A 73% reduction in electricity costs for pumping irrigation water would not just be music to the ears of producers but would also put Australia back on the map as a competitive producer of food and fibre, says National Irrigators’ Council (NIC) CEO, Steve Whan. 

Steve Whan was commenting as part of an open day at a Bundaberg Regional Irrigators Group (BRIG) ARENA funded solar pumping project that has reduced one farm’s pumping costs from $116 per megalitre to $23.14.

Steve Whan said “Australians’ have always been proud of our country’s capacity to efficiently and cost effectively grow the food and fibre we need and to be a ‘food bowl’ for other countries.  But over the last few years our much valued ‘competitive advantage’ as an agricultural producer has disappeared under the weight of skyrocketing electricity and water prices.

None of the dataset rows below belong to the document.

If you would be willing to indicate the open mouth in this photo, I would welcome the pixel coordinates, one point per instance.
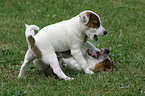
(95, 37)
(98, 54)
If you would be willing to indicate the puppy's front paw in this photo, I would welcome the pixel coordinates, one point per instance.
(68, 78)
(88, 71)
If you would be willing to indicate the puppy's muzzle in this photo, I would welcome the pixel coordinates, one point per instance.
(107, 51)
(95, 37)
(105, 32)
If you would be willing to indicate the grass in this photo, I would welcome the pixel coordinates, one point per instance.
(124, 21)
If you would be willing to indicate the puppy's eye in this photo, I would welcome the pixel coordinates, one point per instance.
(97, 24)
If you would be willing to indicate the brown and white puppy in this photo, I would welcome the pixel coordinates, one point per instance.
(66, 35)
(97, 61)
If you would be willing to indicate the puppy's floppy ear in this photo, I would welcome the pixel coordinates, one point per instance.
(84, 17)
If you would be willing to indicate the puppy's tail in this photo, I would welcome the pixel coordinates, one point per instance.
(29, 32)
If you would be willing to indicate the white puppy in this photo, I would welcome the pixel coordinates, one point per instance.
(70, 34)
(97, 61)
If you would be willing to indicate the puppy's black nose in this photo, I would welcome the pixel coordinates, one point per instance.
(105, 32)
(107, 51)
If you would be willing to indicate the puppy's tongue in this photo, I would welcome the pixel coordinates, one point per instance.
(93, 54)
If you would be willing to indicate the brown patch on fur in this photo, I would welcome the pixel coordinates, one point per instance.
(104, 65)
(93, 20)
(34, 48)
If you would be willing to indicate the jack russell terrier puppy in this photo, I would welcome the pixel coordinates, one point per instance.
(97, 61)
(66, 35)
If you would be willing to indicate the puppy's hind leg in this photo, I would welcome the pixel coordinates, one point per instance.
(28, 58)
(51, 59)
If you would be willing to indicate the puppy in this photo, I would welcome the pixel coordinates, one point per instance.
(66, 35)
(97, 61)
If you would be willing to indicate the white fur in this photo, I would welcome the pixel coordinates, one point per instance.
(62, 36)
(71, 64)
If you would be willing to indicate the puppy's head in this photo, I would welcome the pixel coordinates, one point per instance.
(93, 25)
(101, 59)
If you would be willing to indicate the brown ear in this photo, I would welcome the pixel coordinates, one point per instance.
(111, 60)
(93, 20)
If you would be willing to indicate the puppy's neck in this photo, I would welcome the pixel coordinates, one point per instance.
(80, 27)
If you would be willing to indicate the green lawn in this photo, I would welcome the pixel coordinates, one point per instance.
(125, 23)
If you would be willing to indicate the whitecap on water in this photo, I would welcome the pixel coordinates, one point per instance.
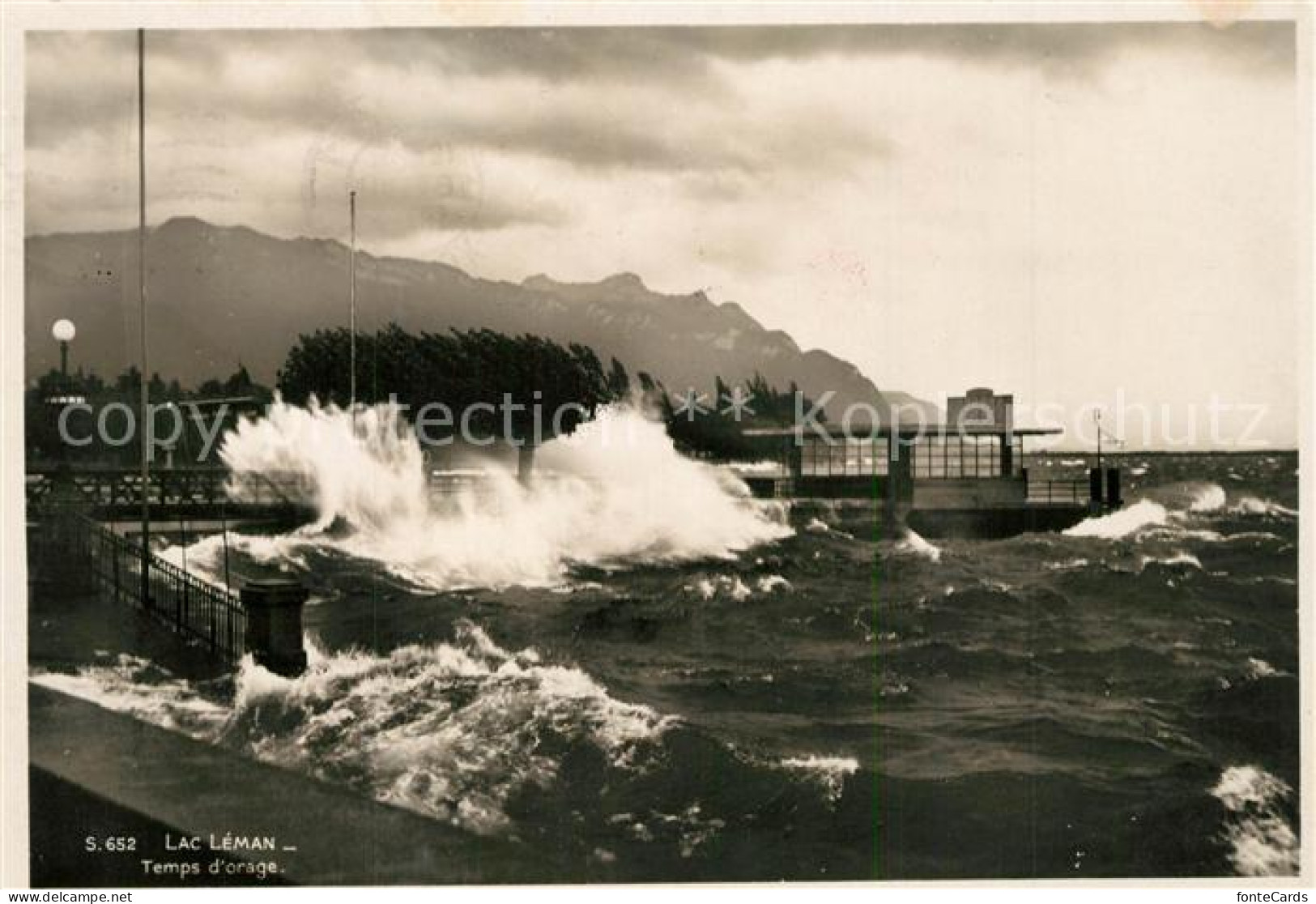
(828, 771)
(1122, 522)
(912, 543)
(1261, 841)
(450, 731)
(620, 493)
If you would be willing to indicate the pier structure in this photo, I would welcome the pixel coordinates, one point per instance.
(964, 476)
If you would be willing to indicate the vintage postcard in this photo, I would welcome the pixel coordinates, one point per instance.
(656, 445)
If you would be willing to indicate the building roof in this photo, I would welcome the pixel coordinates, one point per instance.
(863, 431)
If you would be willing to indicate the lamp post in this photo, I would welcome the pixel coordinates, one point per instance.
(63, 330)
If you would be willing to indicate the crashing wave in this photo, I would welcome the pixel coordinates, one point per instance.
(1261, 840)
(620, 493)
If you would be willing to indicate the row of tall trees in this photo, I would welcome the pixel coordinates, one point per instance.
(480, 370)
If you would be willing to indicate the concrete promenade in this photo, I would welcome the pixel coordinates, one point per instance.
(100, 777)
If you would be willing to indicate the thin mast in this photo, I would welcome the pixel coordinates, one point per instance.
(143, 424)
(351, 269)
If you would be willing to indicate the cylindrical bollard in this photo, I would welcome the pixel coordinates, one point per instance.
(274, 624)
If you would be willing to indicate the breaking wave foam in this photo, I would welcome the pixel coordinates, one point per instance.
(1141, 514)
(1261, 840)
(620, 493)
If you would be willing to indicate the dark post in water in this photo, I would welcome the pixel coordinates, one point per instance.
(274, 624)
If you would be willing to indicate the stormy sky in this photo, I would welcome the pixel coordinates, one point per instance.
(1077, 213)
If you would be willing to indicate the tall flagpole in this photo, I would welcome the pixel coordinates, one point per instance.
(351, 269)
(143, 424)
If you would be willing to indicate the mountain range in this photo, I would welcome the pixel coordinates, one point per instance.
(223, 295)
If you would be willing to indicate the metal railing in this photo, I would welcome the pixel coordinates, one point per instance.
(1058, 493)
(189, 606)
(122, 487)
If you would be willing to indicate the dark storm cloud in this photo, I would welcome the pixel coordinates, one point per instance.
(688, 53)
(343, 83)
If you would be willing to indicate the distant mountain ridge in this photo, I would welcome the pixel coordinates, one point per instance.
(221, 295)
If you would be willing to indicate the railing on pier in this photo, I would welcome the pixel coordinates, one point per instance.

“The crippling electricity bills causing Australia to lose its competitive position as a grower of food and fibre could be reduced if more farmers are able to follow the lead set by a BRIG solar pumping project.

“At an open day today farmers from as far away as the Central Downs have seen the sort of benefit, they could gain for their business, by looking at this kind of solution.

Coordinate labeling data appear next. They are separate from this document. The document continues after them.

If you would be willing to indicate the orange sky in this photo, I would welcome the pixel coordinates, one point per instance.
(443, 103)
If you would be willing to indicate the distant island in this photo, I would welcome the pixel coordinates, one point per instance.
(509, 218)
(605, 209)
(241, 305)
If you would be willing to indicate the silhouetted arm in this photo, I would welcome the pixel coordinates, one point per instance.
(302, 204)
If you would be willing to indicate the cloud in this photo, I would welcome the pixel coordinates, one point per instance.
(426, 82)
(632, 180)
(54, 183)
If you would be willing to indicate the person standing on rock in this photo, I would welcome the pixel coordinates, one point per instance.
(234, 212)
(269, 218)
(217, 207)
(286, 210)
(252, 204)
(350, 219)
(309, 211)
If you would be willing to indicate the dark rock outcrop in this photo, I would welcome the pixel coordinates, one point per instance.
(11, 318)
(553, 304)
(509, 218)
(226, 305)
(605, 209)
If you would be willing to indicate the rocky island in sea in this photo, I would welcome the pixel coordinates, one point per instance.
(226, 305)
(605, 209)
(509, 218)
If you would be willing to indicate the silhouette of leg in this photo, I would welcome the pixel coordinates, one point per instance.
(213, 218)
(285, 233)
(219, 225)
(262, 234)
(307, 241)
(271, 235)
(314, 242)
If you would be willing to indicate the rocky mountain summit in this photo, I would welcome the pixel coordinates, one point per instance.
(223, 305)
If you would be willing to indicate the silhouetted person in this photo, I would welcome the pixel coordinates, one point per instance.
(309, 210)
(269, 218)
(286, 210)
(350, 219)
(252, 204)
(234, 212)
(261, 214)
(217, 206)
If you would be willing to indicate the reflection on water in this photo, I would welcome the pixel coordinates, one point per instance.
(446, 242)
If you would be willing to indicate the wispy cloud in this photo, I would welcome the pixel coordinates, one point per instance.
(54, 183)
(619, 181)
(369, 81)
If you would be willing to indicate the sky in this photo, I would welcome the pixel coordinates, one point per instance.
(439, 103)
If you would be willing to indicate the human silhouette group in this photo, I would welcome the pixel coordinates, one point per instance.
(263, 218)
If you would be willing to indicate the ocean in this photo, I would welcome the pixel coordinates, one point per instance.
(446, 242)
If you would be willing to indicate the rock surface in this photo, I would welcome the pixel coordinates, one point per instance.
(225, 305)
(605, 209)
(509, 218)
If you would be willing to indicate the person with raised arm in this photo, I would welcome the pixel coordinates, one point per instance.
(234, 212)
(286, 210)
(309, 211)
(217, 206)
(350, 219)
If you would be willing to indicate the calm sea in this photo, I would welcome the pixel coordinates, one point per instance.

“The agricultural sector is at the forefront of take-up of renewable energy. In the last three years, farmers have taken up loan incentives offered by the Clean Energy Finance Corporation (CEFC), spending over $100 million on 417 on grid and 20 off grid solar power projects, more than any other single sector.

“Projects like Bundaberg’s are a great example of the capacity to reduce costs. For many farmers they will be suitable without grant funding, for some others they will need to combine storage capacity, and it would be useful to see a future Government assisting with funding.

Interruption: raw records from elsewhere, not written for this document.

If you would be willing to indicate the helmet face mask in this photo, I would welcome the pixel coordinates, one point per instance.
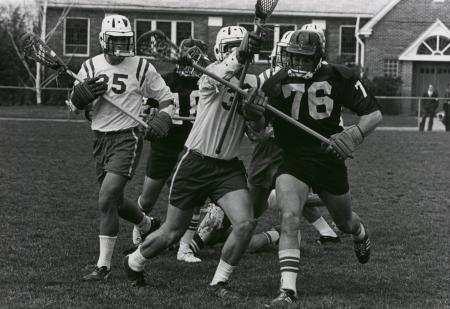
(305, 52)
(228, 38)
(197, 50)
(116, 37)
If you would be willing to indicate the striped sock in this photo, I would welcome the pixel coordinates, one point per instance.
(190, 232)
(289, 266)
(107, 244)
(196, 244)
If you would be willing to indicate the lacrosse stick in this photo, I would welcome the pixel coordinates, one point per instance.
(34, 48)
(156, 44)
(263, 10)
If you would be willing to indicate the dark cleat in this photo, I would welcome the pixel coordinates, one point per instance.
(136, 278)
(221, 290)
(327, 240)
(286, 299)
(98, 274)
(362, 248)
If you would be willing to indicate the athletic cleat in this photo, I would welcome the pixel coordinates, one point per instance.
(186, 255)
(286, 299)
(98, 274)
(136, 278)
(362, 248)
(221, 290)
(327, 239)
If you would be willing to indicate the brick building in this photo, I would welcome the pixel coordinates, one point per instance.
(406, 38)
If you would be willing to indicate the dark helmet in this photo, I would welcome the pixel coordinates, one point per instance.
(305, 51)
(197, 50)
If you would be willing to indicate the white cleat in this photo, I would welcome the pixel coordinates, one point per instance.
(187, 256)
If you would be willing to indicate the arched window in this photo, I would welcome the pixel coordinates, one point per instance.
(435, 45)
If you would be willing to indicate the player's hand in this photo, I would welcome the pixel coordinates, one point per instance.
(87, 91)
(158, 127)
(250, 45)
(254, 105)
(343, 144)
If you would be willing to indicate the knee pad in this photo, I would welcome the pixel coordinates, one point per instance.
(290, 223)
(245, 228)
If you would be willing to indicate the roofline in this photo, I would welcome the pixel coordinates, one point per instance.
(209, 11)
(367, 29)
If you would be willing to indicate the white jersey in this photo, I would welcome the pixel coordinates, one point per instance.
(212, 111)
(128, 82)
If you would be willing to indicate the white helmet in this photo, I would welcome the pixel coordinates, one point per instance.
(227, 38)
(117, 26)
(278, 50)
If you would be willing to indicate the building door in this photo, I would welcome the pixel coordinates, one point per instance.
(435, 73)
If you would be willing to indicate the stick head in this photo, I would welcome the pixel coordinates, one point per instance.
(264, 8)
(156, 44)
(34, 48)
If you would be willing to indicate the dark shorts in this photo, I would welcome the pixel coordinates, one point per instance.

“Governments must address the ridiculous energy costs that are causing these problems in the first place.  We believe a price ceiling is necessary and achievable and it should be a maximum of 16 cents per kilowatt hour.

“The bottom line here is that exorbitant network costs are forcing farmers off grid.

“We want that situation reversed, but in the meantime it would be better for Australia if those farmers went to renewables rather than being forced – as many have been – to install diesel generators instead.”